Voting with Young in the minority against the new rules was Mayor Larry E. Chavis. Seven council members voted in favor of the restrictive rules.

The new ordinance would restrict the feeding programs to 30 people at a time. Those churches outside the downtown area wanting to feed more people, such as Young’s Fourth Baptist Church and the Stuart Circle Ecumenical Parish will be able to do so but only at a price _ they will have to obtain what the city calls”conditional use”permits. The permits carry a $1,000 application fee.”Even if this ordinance is passed, I have no intention whatsoever of abiding by it,”an angry Young said during the Monday (July 28) council meeting that passed the ordinance.

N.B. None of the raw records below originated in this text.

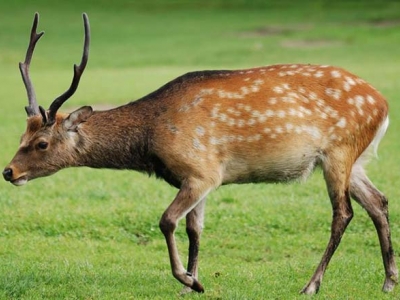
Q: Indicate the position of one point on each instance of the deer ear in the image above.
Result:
(77, 117)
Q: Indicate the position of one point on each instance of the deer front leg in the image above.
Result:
(188, 198)
(194, 227)
(338, 188)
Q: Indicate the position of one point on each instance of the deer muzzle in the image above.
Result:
(9, 175)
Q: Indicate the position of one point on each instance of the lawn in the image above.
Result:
(93, 234)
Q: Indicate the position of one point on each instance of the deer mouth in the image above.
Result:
(20, 181)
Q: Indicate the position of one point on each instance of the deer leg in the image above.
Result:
(194, 227)
(375, 203)
(189, 196)
(337, 179)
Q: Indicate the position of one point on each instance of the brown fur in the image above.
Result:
(206, 129)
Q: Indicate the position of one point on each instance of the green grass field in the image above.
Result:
(93, 234)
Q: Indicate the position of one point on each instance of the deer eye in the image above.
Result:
(43, 145)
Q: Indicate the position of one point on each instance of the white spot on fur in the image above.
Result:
(198, 145)
(200, 131)
(341, 123)
(334, 93)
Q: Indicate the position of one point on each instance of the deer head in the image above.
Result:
(47, 130)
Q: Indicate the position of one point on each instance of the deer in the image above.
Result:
(206, 129)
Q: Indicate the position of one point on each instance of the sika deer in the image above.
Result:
(211, 128)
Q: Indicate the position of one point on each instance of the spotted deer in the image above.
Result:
(211, 128)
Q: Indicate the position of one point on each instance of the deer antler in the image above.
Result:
(33, 108)
(78, 70)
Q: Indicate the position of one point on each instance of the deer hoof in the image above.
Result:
(196, 286)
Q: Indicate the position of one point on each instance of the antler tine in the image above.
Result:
(33, 108)
(78, 70)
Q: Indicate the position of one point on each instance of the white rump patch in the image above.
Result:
(372, 149)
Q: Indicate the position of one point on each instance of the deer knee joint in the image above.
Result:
(167, 225)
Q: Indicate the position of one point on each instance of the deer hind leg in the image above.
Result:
(337, 179)
(375, 203)
(194, 228)
(190, 195)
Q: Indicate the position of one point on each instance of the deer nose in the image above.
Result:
(7, 174)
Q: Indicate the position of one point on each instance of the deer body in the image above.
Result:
(211, 128)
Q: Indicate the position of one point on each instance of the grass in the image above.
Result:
(90, 234)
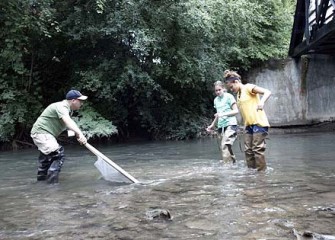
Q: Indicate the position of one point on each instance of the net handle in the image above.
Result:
(110, 162)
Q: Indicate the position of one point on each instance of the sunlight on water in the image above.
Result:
(206, 199)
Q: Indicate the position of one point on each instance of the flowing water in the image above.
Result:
(206, 199)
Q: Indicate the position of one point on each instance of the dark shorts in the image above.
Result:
(256, 129)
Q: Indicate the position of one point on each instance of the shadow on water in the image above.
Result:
(206, 199)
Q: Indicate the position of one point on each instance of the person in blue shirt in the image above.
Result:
(225, 119)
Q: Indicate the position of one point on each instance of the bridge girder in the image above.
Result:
(313, 28)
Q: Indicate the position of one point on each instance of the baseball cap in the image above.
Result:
(74, 94)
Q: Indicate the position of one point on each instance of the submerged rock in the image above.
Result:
(306, 235)
(162, 214)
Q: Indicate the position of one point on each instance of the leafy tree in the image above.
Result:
(147, 66)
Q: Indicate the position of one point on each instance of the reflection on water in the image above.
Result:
(206, 199)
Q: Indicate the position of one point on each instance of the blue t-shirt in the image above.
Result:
(224, 104)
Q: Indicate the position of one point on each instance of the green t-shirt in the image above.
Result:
(223, 104)
(50, 121)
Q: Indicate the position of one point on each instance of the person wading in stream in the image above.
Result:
(226, 109)
(48, 126)
(255, 120)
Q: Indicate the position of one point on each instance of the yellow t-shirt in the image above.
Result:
(247, 102)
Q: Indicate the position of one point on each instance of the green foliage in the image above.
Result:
(93, 124)
(148, 66)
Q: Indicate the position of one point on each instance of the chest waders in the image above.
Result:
(50, 165)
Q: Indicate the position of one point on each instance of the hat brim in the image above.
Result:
(82, 97)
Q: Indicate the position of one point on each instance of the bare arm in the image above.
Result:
(70, 124)
(266, 94)
(210, 127)
(234, 111)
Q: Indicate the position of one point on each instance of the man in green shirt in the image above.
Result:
(48, 126)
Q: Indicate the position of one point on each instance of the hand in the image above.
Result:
(209, 128)
(260, 107)
(82, 139)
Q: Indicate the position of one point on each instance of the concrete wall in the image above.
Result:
(303, 91)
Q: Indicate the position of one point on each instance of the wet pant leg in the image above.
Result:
(56, 162)
(228, 138)
(249, 154)
(43, 166)
(259, 146)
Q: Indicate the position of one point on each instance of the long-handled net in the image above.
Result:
(110, 170)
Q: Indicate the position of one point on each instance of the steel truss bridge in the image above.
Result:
(313, 28)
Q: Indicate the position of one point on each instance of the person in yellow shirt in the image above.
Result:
(251, 107)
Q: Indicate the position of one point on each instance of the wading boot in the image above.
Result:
(249, 154)
(259, 150)
(57, 159)
(43, 166)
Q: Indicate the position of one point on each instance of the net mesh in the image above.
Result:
(109, 173)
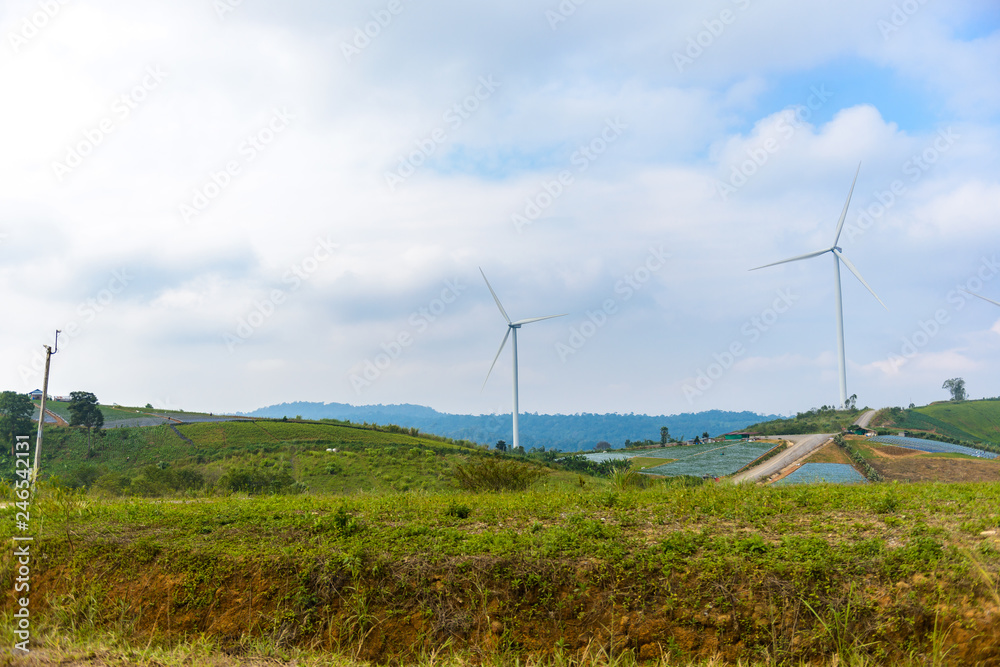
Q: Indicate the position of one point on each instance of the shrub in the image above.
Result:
(623, 479)
(496, 474)
(458, 510)
(255, 481)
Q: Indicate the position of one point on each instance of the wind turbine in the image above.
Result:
(995, 303)
(512, 328)
(838, 257)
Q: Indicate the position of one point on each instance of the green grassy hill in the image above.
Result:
(972, 421)
(817, 420)
(295, 456)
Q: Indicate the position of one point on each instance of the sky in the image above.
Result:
(227, 204)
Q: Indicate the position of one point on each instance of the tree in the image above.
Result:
(957, 388)
(84, 411)
(15, 416)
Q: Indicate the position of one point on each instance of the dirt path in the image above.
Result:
(864, 419)
(802, 446)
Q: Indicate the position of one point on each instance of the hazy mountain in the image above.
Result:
(562, 432)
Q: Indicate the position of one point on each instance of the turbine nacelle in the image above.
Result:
(511, 327)
(838, 258)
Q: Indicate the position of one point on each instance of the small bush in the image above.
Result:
(496, 474)
(256, 481)
(457, 510)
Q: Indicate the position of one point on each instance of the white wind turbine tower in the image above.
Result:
(838, 257)
(512, 328)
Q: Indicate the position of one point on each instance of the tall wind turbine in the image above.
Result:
(512, 328)
(995, 303)
(838, 257)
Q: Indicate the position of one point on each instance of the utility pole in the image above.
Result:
(41, 410)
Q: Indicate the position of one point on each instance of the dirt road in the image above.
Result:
(802, 446)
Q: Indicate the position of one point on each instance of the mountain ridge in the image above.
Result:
(575, 432)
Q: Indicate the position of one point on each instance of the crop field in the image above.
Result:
(712, 459)
(976, 420)
(816, 473)
(663, 453)
(504, 578)
(223, 434)
(931, 446)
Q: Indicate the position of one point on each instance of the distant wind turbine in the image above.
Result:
(838, 257)
(512, 327)
(995, 303)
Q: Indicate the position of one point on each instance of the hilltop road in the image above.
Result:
(864, 419)
(802, 446)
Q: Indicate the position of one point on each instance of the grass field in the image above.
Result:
(980, 420)
(365, 460)
(889, 574)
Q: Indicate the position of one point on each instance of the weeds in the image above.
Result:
(497, 474)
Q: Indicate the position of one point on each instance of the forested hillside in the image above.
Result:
(562, 432)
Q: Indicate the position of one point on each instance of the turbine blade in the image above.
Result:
(843, 214)
(537, 319)
(502, 343)
(499, 305)
(857, 275)
(793, 259)
(995, 303)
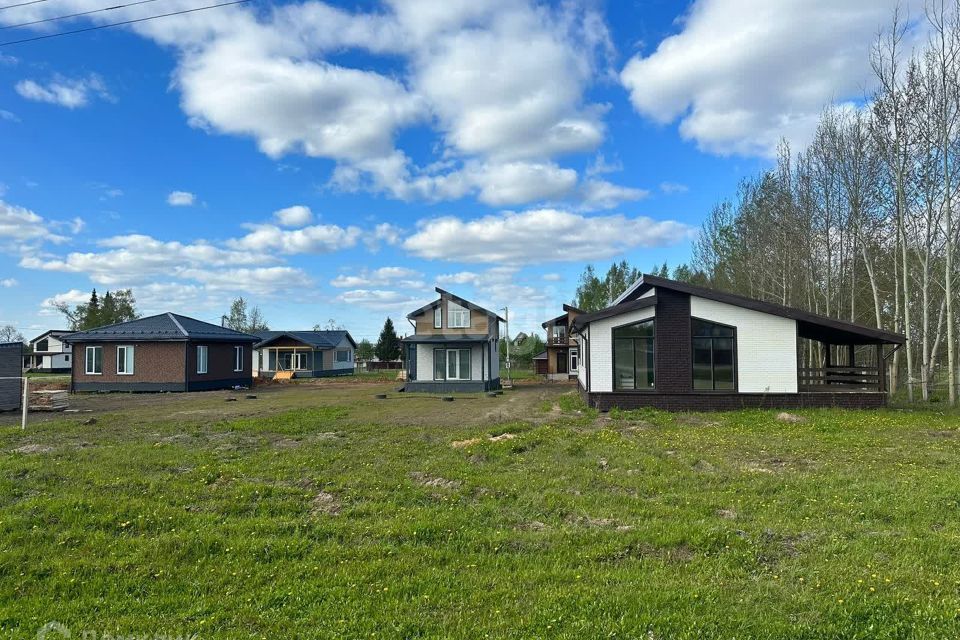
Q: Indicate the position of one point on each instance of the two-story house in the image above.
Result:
(454, 347)
(49, 353)
(561, 360)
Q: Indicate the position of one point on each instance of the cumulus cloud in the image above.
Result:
(502, 84)
(181, 199)
(295, 216)
(519, 237)
(384, 276)
(316, 239)
(71, 93)
(20, 225)
(740, 75)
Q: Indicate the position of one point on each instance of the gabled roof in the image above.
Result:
(461, 301)
(56, 333)
(809, 325)
(314, 339)
(164, 327)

But Councilman Rudolph C. McCollum Jr., said Young’s vow was a call for anarchy. McCollum said the rules are meant to”bring a semblance of order in society.” The vote restricting the feeding areas was followed by another regulating shelters. Under an old law, shelters were allowed outside the downtown business district only if the council gave them a special permit. That was a rarity.

The new ordinance still will allow them, but only with the conditional use permits, again at a cost of $1,000 per application.

The city’s Downtown Neighborhood Association complained that the old rules were unfair toward efforts to revitalize the core city.


But Patti B. Russell, a member of the Stuart Circle Ecumenical ministry, argued, “When we feed the poor, we are exercising a central tenet of our faith.”

The ecumenical parish currently is suing the city for restricting the program under the previous law.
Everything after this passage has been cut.